Paid companion Dorcas Jeffries travels to Texas with Flora MacAllister, who has been betrothed to Alan MacAllister, laird of the Texas branch of the Clan MacAllister. When Dorcas realizes Flora loves another, she orchestrates a scheme that has her switching places with her employer, thereby allowing Flora to run off with her own true love. Imagine Dorcas’ shock when she discovers that Alan and his clansmen don’t care that she’s not the intended bride – he needs to marry. And he’s not immune to Dorcas’ charms – ah, who wouldn’t love a feisty woman who tries to escape and requires locking in the tower of the medieval castle the clan built out of adobe? Actually, had the story progressed with this as its main storyline, it could have been a fun read.
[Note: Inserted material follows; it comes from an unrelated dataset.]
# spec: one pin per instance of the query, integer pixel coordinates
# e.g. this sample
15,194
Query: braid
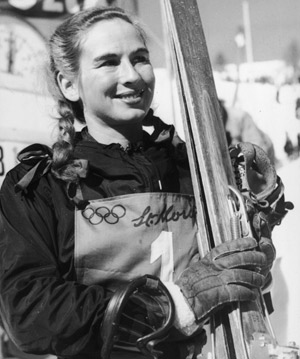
63,166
Instead, Riser throws in the castle sink. Alan is not just laird of his clan, he’s a half-breed Highlander. When Dorcas meets him for the first time he’s rescuing her from her attempted escape. She thinks she’s free and that this Indian – who happened to catch her on her fall from a tree – is going to help. She doesn’t find out that he’s her intended until he takes her back to the keep. Later she’s the victim of an attempted rape. And then there’s the mystery surrounding the death of Alan’s first wife. Dorcas is most definitely a runaway bride; during her second escape attempt, she sees a blood bath of a raid but manages to save a five-year-old child. Amidst all these goings-on are secondary characters with secret identities and agendas, and a hand-fasting that legally binds Dorcas to Alan without her full understanding.
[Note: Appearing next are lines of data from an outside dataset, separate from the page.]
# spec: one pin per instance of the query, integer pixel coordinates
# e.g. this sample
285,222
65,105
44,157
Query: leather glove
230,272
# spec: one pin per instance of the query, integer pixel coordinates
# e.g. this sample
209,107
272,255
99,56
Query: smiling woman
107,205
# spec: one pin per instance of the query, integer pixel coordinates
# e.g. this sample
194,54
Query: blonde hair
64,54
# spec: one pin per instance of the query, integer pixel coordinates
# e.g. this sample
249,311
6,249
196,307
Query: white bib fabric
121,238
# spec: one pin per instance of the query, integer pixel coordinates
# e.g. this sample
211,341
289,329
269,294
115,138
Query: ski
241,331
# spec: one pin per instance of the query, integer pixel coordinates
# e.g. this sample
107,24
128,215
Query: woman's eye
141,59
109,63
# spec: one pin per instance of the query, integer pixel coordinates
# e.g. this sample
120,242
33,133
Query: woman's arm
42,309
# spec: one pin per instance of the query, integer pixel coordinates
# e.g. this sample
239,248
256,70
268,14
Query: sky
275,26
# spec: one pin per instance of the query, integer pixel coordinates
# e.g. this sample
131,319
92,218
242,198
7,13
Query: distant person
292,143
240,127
Are you confused yet? I was! At this point I thought it could only get better. I was wrong. The pacing of the story is all wrong because all the relationship issues are solved at the same time. Dorcas and Alan admit they are falling in love and have great sex while the child who just watched the rape and murder of her mother sleeps in the same room. Now all that’s left is to solve the mystery of the dead wife’s murder, which is where an evil spirit enters the picture – out of nowhere! Indians and a magician are one thing, but the whole evil spirit thing threw me for a loop. I’m happy to say good triumphs over evil and the book ends, but my joy was mostly because the book ended.
The question must be asked: is Riser an awful author? I would venture to say no. She has a vivid imagination and a unique writing style. The problem with I Do is that the author threw everything she knew about romance into the book. Whether she wanted to avoid catagorization or wanted to be different remains unknown, but in the end, what’s most different about the book is how bad it is.